The motion on Syariah Courts (Criminal Juridiction) Act 1965 or Act 355 tabled by PAS president Abdul Hadi Awang in the Dewan Rakyat yesterday has sparked a war of words between MCA and DAP.
MCA claimed that two of its lawmakers were vocal against Act 355 when PAS secretary-general Takiyuddin Hassan gave his speech in support of the motion, while none of the DAP lawmakers stood up to oppose.
"Although MCA has only three backbenchers, two MCA parliamentarians - Tebrau MP Khoo Soo Siang and Alor Gajah MP Koh Nai Kwong stood their ground and challenged PAS' motion by throwing questions at him.
"DAP has 36 MPs but were silent or nowhere to be seen. Where were they?" said MCA in the social media yesterday.
Takiyuddin delivered his seconder speech after Hadi tabled the motion on amendments which seek to raise the punishment cap for syariah offences to 30 years' jail, RM100,000 fine and 100 strokes of the cane.
The current syariah punishment cap is three years’ imprisonment, RM5,000 fine and six strokes of the cane.
Khoo, who interjected during Takiyuddin's speech, said the non-Muslim community viewed Hadi's motion as a violation of the Federal Constitution, while Koh (photo) asked whether it went against Article 8 of the constitution on the issue of equality before law.
MCA youth chief Chong Sin Woon also claimed that none of the DAP lawmakers spoke up in the Dewan Rakyat during the proceeding.
"Both Lim Kit Siang and Lim Guan Eng were not even in the House," said Chong in his Facebook account.
Netizens, however rebutted MCA, claiming that Kit Siang and his colleague Gobind Singh Deo, had tried to block Hadi from tabling the motion even before the Marang MP read it out.
'Subramaniam was more honest'
Meanwhile, DAP's Kulai MP Teo Nie Ching has accused the MCA deputy president of lying for stating that MCA was in the dark on whether Hadi's motion would be debated, as reported by Chinese daily Kwong Wah Yit Poh.
"Wee Ka Siong, (you) need to think of how to cover your lies when you have lied. Incompetency is more despicable," she said in the social media.
"There was still 12 government bills listed (in the parliamentary's order paper) as of April 4, the second last day of current Parliament session. Hadi's motion was listed item 13 on the order paper. Logically thinking, it was not possible to be brought up for debate," she elaborated.

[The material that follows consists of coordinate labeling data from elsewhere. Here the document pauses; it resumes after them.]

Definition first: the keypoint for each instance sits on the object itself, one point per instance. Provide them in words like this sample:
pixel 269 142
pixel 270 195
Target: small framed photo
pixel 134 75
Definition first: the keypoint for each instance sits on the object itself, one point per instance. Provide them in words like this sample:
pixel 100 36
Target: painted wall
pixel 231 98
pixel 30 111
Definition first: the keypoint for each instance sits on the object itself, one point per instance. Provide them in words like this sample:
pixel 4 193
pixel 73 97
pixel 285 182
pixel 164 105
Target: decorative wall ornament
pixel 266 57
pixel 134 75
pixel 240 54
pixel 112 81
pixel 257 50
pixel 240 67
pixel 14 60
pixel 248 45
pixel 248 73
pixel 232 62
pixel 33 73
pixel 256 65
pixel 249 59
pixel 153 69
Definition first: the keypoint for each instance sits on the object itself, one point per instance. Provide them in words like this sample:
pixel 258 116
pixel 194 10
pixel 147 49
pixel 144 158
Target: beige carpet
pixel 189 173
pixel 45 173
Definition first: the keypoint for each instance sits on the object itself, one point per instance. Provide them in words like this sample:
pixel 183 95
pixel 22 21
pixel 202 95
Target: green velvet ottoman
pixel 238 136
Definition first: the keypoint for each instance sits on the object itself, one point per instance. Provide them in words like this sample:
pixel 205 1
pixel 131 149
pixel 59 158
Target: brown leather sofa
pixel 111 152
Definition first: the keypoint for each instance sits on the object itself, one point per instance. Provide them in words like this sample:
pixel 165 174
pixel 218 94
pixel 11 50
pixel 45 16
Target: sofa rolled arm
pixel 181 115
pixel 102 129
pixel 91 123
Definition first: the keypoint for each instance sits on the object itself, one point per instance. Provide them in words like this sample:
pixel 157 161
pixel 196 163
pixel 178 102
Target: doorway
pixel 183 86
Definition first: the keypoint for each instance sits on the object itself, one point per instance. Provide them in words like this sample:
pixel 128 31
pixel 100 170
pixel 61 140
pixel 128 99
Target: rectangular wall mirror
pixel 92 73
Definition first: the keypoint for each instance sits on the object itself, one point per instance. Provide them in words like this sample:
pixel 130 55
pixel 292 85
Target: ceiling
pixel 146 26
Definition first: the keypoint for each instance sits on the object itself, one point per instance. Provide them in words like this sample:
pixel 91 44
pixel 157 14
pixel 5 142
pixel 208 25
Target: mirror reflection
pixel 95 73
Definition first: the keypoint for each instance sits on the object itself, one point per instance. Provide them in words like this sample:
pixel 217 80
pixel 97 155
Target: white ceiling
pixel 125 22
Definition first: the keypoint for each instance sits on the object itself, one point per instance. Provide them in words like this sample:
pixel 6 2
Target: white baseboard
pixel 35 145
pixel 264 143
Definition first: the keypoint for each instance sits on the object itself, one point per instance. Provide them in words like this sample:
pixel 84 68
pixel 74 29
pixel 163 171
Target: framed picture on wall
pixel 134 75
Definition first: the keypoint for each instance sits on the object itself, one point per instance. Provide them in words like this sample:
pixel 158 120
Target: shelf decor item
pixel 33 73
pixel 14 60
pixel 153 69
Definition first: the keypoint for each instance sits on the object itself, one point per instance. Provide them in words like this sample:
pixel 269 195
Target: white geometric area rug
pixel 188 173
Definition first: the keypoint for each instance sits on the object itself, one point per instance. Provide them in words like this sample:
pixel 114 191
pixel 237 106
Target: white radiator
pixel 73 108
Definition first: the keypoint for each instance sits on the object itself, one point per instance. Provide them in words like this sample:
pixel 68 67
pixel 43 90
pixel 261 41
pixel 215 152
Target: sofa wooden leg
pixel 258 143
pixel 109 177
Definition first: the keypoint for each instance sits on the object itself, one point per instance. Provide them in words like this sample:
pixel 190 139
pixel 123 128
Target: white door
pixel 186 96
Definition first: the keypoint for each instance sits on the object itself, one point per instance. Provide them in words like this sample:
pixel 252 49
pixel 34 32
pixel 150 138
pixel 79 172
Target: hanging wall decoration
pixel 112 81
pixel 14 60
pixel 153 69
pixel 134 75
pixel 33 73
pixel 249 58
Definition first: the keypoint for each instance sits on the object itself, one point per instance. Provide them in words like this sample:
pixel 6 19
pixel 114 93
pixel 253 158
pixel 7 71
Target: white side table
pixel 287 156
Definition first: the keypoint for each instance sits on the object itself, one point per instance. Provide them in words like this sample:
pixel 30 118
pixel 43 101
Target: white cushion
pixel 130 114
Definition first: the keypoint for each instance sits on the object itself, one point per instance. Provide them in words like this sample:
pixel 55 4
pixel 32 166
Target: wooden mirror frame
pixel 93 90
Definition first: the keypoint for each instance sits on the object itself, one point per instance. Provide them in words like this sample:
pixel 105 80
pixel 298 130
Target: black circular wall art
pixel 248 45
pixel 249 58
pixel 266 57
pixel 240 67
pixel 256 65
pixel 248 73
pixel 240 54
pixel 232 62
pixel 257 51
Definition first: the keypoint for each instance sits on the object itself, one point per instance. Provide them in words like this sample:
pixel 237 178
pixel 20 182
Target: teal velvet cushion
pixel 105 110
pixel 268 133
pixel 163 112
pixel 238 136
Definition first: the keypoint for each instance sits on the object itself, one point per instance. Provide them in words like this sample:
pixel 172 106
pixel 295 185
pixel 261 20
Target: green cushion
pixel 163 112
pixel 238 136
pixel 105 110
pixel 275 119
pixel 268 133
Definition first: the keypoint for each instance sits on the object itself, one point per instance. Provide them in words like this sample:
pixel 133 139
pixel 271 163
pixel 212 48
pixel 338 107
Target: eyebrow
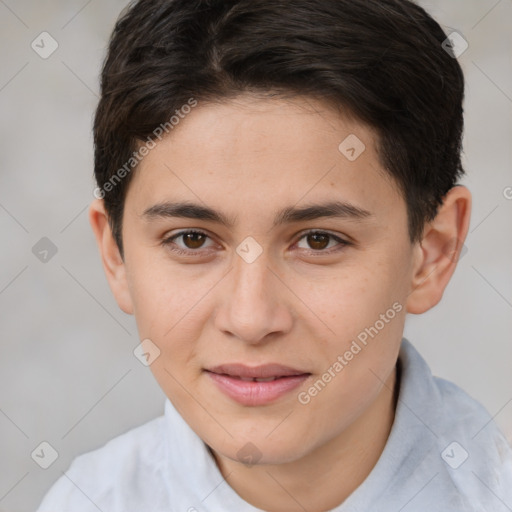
pixel 185 209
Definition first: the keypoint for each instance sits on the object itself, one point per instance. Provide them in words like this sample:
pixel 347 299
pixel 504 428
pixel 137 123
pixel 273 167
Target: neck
pixel 325 477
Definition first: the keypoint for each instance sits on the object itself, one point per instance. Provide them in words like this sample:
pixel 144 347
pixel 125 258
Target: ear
pixel 439 250
pixel 113 263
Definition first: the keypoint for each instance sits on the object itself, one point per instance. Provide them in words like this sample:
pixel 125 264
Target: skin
pixel 301 303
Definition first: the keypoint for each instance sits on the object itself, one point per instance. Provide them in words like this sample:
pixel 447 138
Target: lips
pixel 257 385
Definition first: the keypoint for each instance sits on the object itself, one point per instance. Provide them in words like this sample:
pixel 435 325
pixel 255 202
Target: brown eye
pixel 319 241
pixel 193 240
pixel 191 244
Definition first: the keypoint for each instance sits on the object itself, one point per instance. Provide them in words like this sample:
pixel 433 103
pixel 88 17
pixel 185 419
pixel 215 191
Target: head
pixel 314 152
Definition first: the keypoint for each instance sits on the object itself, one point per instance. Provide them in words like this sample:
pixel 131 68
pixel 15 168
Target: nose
pixel 255 305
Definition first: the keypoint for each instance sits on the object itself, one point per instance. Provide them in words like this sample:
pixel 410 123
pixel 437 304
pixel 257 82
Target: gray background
pixel 67 372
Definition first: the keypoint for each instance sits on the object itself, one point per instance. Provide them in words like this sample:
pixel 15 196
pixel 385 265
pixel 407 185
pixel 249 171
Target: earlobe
pixel 437 254
pixel 113 264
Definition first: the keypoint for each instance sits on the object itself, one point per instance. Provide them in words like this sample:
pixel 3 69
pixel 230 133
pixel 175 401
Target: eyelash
pixel 168 241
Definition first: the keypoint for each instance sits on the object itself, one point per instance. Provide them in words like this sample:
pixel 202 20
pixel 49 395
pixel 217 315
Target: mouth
pixel 259 385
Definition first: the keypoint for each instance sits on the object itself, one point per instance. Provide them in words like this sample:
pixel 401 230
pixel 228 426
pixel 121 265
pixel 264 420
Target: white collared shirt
pixel 444 453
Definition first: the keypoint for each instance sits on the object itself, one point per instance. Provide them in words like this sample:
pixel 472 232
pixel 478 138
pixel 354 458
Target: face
pixel 291 265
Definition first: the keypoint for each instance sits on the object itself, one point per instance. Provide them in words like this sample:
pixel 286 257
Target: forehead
pixel 251 151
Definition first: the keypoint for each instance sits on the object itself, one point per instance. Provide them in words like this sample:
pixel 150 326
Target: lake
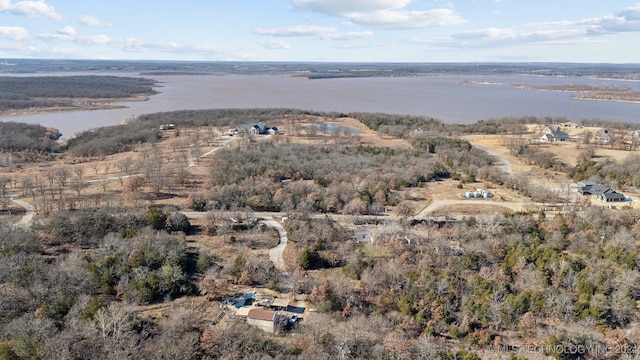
pixel 450 98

But the House sat from 10am on April 6 to 5am on April 7, and had passed six bills and the government deferred another six bills, Teo added.
"On April 7, Hadi's motion became the first item listed on the order paper."
"Not conspiracy? Why retract the six bills? [...] Could it be the Parliament planned to adjourn the sitting by 12pm after the question-and-answer session between 10am and 12pm (on April 7)?" she asked.
Teo said MIC president Dr S Subramaniam, who admitted the bill would be tabled but not debated, was more "honest" by admitting that BN parties knew that Hadi's motion would be tabled in Dewan Rakyat, but the House would not debate it.
"He said it was a decision made during the BN supreme council meeting recently," she added.
Parti Bersatu Rakyat Sabah president Joseph Kurup also admitted that BN arrived at a consensus that Hadi's proposal to amend Act 355 would not be debated, she said.
"Is Wee trying to tell us that both Subramaniam and Joseph were lying, while he was the only honest government officer?" she asked.